Dear privacy pros,
I hope things are calming down for you at work as we approach the end of what has been a tumultuous year.
One of the articles in the Asia-Pacific Dashboard Digest that caught my attention covers a letter recently sent by U.S. lawmakers to the CEOs of Google and Apple, asking these technology giants what they intended to do about mobile applications that pose serious security and privacy concerns, especially where the failure to remove such apps "makes Americans vulnerable to foreign surveillance, particularly from adversarial actors like China." Specifically, the representatives asked whether Google and Apple intend to remove access to TikTok, the popular video-sharing app from Chinese company ByteDance.
This is, of course, not the first time TikTok has come under fire. In 2020, then-U.S. President Donald Trump issued an executive order calling for TikTok to be banned over potential national security concerns arising from large-scale collection of personal data about U.S. citizens.
The issue was reignited in July of this year by U.S. Federal Communications Commissioner Brendan Carr. The revelation that prompted the resurgence of concern over the app was the leakage of 80 audio clips from internal meetings where TikTok employees purportedly admitted that personal data of U.S. users were repeatedly being accessed from China, despite assurances from TikTok’s executives that such data was stored in the U.S. and would not be disclosed to the Chinese government.

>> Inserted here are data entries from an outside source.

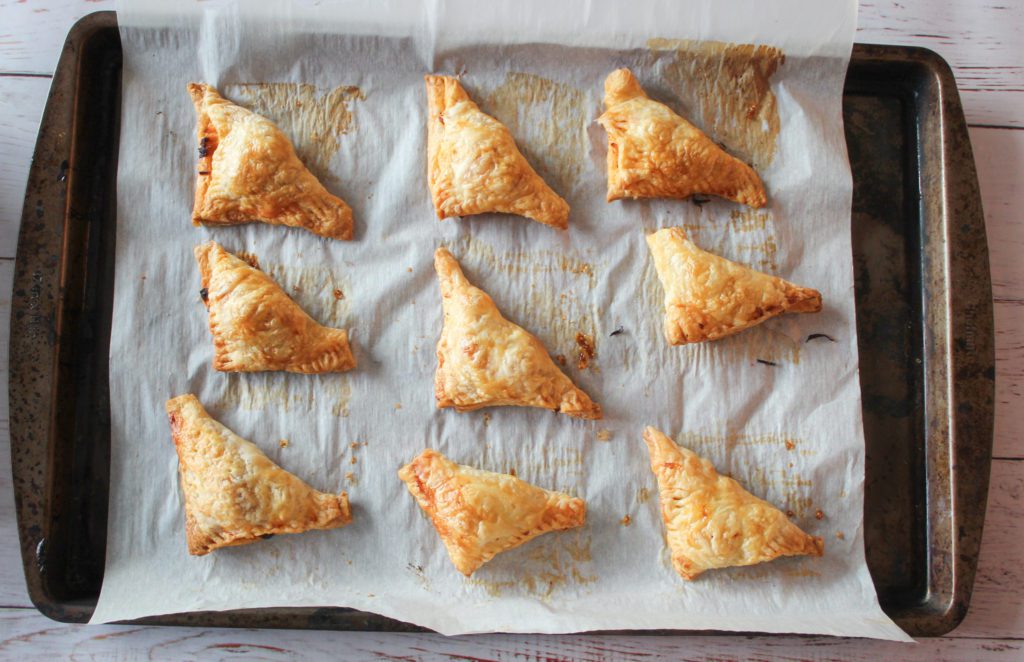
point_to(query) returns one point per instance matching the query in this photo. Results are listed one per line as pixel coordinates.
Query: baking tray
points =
(924, 321)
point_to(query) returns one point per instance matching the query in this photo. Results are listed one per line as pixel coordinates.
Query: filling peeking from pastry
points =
(474, 166)
(480, 513)
(257, 327)
(485, 361)
(711, 521)
(654, 153)
(233, 493)
(709, 297)
(248, 171)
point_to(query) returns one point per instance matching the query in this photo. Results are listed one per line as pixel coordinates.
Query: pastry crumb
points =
(586, 350)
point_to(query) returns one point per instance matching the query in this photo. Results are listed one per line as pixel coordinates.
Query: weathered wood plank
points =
(22, 101)
(30, 635)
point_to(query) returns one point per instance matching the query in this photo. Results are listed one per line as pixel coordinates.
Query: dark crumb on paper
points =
(586, 353)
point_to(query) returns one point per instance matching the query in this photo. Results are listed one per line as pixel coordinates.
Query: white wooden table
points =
(984, 42)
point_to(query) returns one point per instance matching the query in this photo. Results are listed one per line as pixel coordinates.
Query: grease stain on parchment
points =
(552, 562)
(315, 119)
(728, 86)
(287, 392)
(548, 121)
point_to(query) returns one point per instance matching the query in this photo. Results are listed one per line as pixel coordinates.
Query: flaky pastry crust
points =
(485, 361)
(480, 513)
(233, 493)
(709, 297)
(654, 153)
(248, 171)
(257, 327)
(474, 166)
(712, 522)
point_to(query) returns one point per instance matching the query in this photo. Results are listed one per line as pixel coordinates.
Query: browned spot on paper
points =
(726, 88)
(314, 119)
(586, 352)
(549, 123)
(248, 257)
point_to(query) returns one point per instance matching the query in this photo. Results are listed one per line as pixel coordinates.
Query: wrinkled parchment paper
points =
(775, 410)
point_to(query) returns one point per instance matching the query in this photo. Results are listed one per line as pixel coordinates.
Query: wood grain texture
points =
(22, 101)
(29, 635)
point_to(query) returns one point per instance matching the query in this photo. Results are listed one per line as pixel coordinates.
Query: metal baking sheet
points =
(924, 322)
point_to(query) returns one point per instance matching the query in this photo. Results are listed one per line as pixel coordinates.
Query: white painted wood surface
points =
(981, 39)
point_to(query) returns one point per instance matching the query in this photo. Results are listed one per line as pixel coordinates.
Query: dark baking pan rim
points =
(62, 293)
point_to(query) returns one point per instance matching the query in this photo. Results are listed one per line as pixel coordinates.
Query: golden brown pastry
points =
(474, 166)
(712, 521)
(709, 297)
(485, 361)
(479, 514)
(257, 327)
(248, 171)
(654, 153)
(233, 493)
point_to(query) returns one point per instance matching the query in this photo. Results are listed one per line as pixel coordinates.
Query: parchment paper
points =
(775, 410)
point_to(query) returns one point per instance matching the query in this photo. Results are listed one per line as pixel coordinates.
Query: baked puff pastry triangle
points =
(248, 171)
(712, 522)
(479, 514)
(233, 493)
(654, 153)
(485, 361)
(474, 166)
(257, 327)
(709, 297)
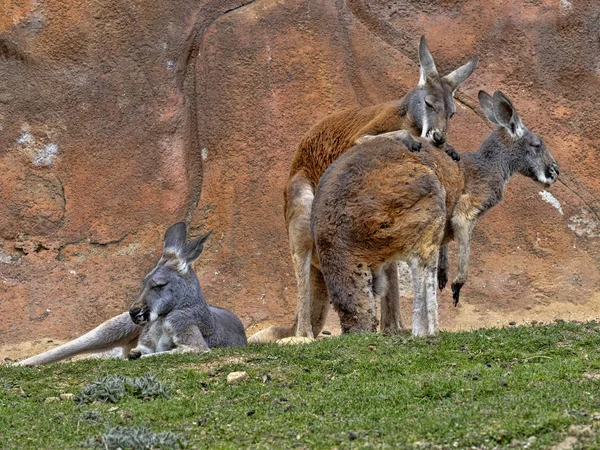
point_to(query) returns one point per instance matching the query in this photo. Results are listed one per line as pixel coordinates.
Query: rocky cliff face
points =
(118, 119)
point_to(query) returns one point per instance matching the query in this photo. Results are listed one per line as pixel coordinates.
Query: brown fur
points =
(431, 101)
(379, 203)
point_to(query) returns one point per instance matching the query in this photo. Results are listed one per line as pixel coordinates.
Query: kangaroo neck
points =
(488, 170)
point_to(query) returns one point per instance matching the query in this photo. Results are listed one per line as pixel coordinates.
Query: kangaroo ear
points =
(507, 116)
(426, 61)
(487, 104)
(193, 249)
(175, 238)
(456, 77)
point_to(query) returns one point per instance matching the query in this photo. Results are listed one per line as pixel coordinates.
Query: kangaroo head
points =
(530, 156)
(431, 104)
(171, 282)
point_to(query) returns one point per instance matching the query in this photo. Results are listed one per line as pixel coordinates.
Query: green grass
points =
(489, 388)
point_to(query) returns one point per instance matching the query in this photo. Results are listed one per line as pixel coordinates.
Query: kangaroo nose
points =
(438, 139)
(134, 313)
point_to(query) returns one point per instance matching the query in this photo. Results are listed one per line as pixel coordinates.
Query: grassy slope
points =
(482, 389)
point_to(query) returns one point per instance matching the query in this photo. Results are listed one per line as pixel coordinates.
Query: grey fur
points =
(182, 321)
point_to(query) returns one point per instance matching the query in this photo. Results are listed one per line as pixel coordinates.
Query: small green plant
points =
(135, 438)
(113, 388)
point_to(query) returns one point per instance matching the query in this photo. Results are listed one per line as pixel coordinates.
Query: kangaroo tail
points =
(272, 334)
(119, 331)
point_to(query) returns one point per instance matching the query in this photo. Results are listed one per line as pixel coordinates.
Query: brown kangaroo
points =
(379, 203)
(424, 111)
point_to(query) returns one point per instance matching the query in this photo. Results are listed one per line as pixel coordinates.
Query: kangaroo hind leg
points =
(300, 195)
(350, 287)
(391, 318)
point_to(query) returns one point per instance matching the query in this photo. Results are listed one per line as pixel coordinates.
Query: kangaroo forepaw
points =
(134, 354)
(451, 152)
(456, 292)
(411, 143)
(442, 278)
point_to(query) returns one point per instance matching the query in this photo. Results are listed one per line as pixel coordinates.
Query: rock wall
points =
(119, 118)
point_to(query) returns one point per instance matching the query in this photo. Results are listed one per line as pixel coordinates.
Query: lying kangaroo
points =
(379, 203)
(170, 314)
(424, 111)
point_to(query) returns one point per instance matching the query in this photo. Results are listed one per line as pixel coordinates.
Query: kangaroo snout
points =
(139, 314)
(554, 171)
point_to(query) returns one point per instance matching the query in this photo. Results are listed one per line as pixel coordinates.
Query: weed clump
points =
(113, 388)
(134, 438)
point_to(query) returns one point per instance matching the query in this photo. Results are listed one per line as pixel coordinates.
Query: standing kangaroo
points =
(424, 111)
(170, 314)
(379, 203)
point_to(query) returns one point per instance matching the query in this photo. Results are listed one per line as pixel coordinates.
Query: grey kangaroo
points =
(379, 203)
(170, 314)
(424, 111)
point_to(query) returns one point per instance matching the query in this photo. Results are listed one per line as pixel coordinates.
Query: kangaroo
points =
(424, 111)
(379, 203)
(170, 314)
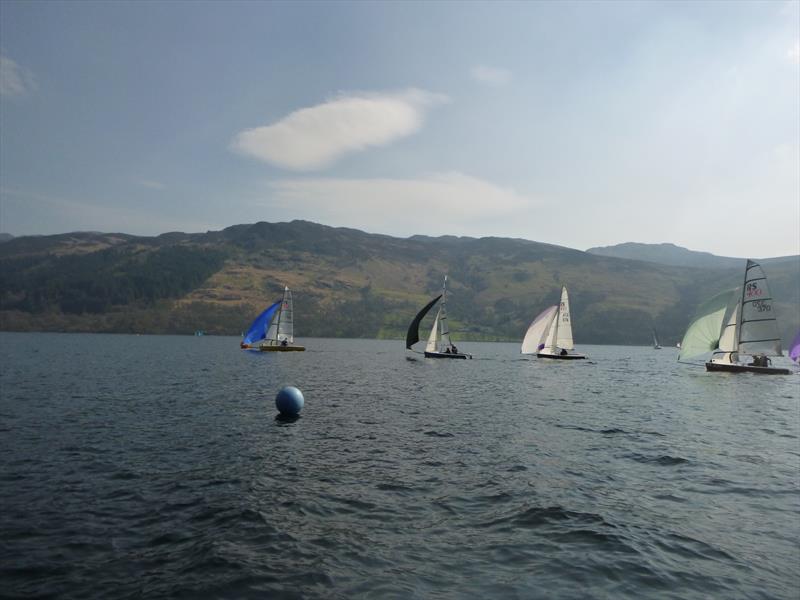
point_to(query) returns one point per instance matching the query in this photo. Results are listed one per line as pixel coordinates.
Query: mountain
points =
(670, 254)
(348, 283)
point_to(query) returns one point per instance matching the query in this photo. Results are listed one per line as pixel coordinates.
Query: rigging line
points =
(682, 362)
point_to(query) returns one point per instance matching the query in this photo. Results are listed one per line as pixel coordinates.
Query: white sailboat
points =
(656, 345)
(439, 343)
(733, 324)
(280, 333)
(550, 333)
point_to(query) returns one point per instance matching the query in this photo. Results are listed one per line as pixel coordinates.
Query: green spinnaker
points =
(703, 333)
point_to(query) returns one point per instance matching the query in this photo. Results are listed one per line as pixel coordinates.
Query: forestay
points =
(564, 337)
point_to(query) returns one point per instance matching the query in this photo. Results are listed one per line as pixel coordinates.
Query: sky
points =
(573, 123)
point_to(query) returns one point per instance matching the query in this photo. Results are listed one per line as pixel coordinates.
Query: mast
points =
(757, 330)
(444, 331)
(280, 314)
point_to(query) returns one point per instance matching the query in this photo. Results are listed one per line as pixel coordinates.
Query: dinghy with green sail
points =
(734, 325)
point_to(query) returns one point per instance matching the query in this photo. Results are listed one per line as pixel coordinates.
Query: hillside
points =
(347, 283)
(677, 256)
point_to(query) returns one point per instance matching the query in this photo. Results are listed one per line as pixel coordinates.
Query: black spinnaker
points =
(412, 336)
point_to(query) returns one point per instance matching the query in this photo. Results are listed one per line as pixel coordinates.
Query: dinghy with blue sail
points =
(258, 330)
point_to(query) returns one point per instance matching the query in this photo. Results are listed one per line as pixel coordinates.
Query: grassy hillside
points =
(351, 284)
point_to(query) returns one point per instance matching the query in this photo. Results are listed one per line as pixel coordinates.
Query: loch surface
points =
(154, 467)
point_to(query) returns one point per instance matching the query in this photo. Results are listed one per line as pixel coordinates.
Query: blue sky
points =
(578, 124)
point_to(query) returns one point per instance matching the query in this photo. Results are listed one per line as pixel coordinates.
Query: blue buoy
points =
(289, 401)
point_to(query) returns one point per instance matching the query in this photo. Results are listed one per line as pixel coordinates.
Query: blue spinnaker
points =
(258, 330)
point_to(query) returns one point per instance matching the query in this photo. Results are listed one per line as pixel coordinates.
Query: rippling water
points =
(147, 466)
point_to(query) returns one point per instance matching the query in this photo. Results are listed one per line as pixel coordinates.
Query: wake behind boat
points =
(737, 323)
(550, 333)
(439, 343)
(273, 328)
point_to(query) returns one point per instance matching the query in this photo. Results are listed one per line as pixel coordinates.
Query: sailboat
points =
(656, 345)
(550, 333)
(734, 323)
(794, 348)
(439, 343)
(273, 329)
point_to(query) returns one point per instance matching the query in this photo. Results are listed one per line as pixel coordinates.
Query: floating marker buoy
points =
(289, 401)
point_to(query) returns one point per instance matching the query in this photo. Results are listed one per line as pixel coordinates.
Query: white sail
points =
(564, 337)
(758, 329)
(727, 339)
(281, 328)
(538, 330)
(433, 338)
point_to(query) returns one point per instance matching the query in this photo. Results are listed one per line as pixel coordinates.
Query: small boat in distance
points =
(550, 333)
(439, 343)
(737, 323)
(273, 328)
(794, 348)
(656, 345)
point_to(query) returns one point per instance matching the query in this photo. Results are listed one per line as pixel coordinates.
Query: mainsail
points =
(564, 337)
(758, 328)
(412, 335)
(538, 330)
(281, 328)
(258, 330)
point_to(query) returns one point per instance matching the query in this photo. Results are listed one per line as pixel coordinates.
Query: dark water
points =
(153, 467)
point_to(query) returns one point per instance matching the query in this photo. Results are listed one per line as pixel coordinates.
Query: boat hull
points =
(734, 368)
(446, 355)
(562, 356)
(266, 348)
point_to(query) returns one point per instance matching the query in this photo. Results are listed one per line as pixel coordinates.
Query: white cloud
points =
(793, 53)
(314, 137)
(493, 76)
(444, 203)
(15, 80)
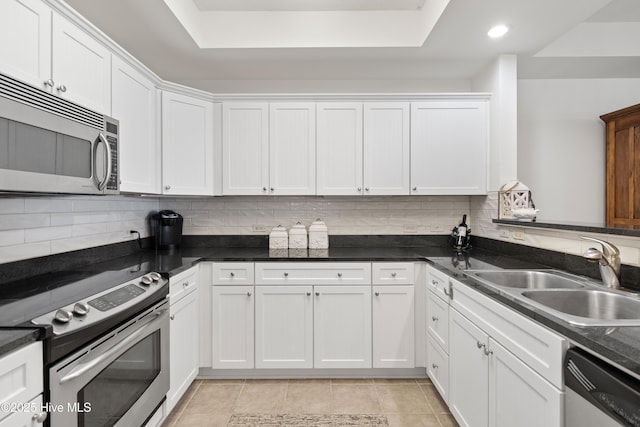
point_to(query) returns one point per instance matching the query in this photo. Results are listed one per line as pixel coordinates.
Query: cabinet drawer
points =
(304, 273)
(438, 282)
(233, 273)
(392, 273)
(183, 284)
(438, 319)
(538, 347)
(438, 367)
(21, 375)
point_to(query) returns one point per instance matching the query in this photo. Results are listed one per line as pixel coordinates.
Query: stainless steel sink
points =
(528, 279)
(589, 306)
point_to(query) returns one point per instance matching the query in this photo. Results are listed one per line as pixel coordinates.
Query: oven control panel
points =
(102, 305)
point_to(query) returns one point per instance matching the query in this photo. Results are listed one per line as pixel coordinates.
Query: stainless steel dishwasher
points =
(598, 394)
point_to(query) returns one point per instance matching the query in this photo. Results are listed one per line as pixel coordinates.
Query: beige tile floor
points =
(406, 403)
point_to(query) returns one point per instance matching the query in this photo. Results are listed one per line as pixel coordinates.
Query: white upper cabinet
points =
(245, 148)
(42, 48)
(292, 148)
(133, 103)
(80, 67)
(449, 147)
(339, 148)
(25, 40)
(386, 148)
(187, 145)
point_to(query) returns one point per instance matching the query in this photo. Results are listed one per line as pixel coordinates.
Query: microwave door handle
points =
(107, 146)
(82, 368)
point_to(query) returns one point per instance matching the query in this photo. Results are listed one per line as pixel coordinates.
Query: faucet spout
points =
(608, 261)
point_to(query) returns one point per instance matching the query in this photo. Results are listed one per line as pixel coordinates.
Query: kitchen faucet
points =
(608, 260)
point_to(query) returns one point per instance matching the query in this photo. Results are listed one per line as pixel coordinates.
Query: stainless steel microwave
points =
(51, 145)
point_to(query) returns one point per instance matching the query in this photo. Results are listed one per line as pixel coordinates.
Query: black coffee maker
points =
(166, 227)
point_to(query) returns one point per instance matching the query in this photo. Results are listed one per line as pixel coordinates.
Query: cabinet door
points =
(468, 372)
(284, 327)
(133, 103)
(393, 327)
(386, 148)
(292, 148)
(342, 327)
(184, 349)
(187, 145)
(339, 148)
(232, 318)
(25, 40)
(449, 147)
(81, 66)
(518, 395)
(245, 148)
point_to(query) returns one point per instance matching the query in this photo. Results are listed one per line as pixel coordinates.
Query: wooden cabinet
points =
(25, 40)
(339, 148)
(187, 145)
(269, 148)
(342, 327)
(386, 156)
(233, 327)
(449, 147)
(133, 103)
(623, 167)
(184, 334)
(284, 327)
(393, 326)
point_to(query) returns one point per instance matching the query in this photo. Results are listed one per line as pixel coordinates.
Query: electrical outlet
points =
(410, 229)
(436, 228)
(518, 234)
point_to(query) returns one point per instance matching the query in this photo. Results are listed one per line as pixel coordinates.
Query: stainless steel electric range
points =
(107, 340)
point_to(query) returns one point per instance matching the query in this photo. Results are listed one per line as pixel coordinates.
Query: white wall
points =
(561, 143)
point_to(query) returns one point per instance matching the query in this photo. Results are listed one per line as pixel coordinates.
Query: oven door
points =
(118, 380)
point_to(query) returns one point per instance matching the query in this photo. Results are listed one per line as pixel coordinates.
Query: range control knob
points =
(80, 309)
(63, 316)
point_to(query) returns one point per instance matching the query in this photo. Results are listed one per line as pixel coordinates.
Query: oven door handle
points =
(83, 368)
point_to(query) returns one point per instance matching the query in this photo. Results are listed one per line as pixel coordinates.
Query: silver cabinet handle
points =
(39, 418)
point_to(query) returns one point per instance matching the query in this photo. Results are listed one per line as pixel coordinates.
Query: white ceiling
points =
(456, 49)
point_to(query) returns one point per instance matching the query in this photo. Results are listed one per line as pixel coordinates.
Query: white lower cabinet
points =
(393, 326)
(184, 334)
(342, 327)
(233, 327)
(284, 327)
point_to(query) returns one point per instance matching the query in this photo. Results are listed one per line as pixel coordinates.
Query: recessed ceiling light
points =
(498, 31)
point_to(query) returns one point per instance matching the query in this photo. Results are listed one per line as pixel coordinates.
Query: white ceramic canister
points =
(298, 236)
(318, 235)
(278, 238)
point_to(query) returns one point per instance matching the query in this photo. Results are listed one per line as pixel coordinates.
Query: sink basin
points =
(527, 279)
(590, 306)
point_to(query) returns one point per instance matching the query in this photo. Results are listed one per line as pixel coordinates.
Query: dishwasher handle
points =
(611, 390)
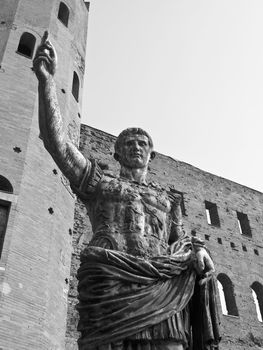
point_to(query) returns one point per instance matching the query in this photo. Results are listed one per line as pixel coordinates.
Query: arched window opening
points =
(75, 86)
(26, 45)
(5, 185)
(257, 293)
(226, 294)
(222, 298)
(63, 13)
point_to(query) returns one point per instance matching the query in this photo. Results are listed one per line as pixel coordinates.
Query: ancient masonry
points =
(40, 241)
(36, 205)
(226, 215)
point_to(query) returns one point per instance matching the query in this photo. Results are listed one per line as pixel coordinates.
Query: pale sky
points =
(190, 72)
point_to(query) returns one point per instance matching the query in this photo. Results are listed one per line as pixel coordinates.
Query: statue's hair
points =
(129, 132)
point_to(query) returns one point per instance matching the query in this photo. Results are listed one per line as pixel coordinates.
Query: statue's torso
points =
(130, 217)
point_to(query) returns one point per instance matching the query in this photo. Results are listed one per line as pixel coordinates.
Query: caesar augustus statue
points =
(137, 277)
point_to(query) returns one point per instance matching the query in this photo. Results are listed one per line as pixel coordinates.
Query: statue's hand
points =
(204, 265)
(45, 61)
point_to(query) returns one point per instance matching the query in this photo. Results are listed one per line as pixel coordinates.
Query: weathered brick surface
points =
(243, 268)
(35, 263)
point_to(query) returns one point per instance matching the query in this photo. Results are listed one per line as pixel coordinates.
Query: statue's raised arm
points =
(68, 158)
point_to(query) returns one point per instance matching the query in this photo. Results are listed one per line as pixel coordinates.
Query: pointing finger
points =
(44, 38)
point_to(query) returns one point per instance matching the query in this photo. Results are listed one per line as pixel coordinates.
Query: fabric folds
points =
(121, 295)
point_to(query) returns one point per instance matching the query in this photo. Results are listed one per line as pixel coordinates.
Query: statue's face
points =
(136, 151)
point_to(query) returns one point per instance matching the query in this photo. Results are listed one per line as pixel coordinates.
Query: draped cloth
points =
(121, 295)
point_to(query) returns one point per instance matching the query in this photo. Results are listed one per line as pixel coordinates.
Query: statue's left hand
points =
(45, 60)
(204, 264)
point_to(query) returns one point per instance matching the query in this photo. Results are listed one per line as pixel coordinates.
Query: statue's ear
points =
(116, 157)
(153, 154)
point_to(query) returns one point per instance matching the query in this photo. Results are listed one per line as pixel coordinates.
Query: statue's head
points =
(134, 148)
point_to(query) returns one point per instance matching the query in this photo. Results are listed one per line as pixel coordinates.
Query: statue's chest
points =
(126, 193)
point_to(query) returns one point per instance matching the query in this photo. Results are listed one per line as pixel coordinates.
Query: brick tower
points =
(36, 204)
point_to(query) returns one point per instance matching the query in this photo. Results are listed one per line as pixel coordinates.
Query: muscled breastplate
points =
(130, 217)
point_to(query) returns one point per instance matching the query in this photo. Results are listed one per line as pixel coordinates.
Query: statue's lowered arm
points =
(68, 158)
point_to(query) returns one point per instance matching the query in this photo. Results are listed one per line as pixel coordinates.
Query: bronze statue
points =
(137, 279)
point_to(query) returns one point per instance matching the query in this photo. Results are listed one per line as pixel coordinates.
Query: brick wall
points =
(35, 262)
(242, 267)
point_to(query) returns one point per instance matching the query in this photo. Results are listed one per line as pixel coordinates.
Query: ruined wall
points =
(36, 255)
(238, 256)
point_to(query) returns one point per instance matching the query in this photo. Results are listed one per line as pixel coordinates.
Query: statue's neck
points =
(138, 174)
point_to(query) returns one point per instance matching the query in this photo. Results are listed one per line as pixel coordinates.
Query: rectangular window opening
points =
(243, 224)
(183, 209)
(4, 212)
(212, 214)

Recent developments are nonetheless noteworthy for a couple of reasons. While previous attempts were largely highly politicized with Republican efforts initiated by the Trump administration (Commissioner Carr was appointed by Trump in 2018), there appears to be broadening bipartisan support that the internal workings of the app and the company bears closer scrutiny, based on genuine technical concerns about how U.S. data is being collected, used and accessed. U.S. Sens. Mark Warner, D-Va., and Marco Rubio, R-Fla., on the Senate Intelligence Committee have urged the Federal Trade Commission to investigate TikTok over the report highlighted above. The recent letter from U.S. Reps. Jan Schakowsky, D-Ill., and Gus Bilirakis, R-Fla., appears to stem from a report published by security expert Felix Krause, whose research suggests that the in-app browser of the iOS version of the app is capable of injecting code into external websites allowing the logging of the user’s keystrokes.
It is also significant that TikTok is facing similar issues in other regions outside the U.S. Ireland's data protection authority, the Data Protection Commission, is currently leading a probe into data transfers to China that could potentially fall foul of the EU General Data Protection Regulation. This appears to have already triggered internal reflection about how the company operates, as TikTok recently updated its privacy notice to "include greater transparency into how (TikTok) share(s) user information outside of Europe."
It remains to be seen whether these efforts in the U.S. will bear fruit. But if so, the impact on TikTok could be grave as the Apple and Google app stores are the main gateway through which users would download the app. It will also be interesting to see if the scrutiny will be extended to other apps that adopt similar practices, since the report from Krause also covers other popular apps from U.S. companies such as Meta-owned Facebook.
In the meantime, it would not hurt to stay safe out there in the wilderness of the internet. Read this report to get a sense of what data the most popular Android apps are collecting from users, and stay away from free apps and social media apps if you can.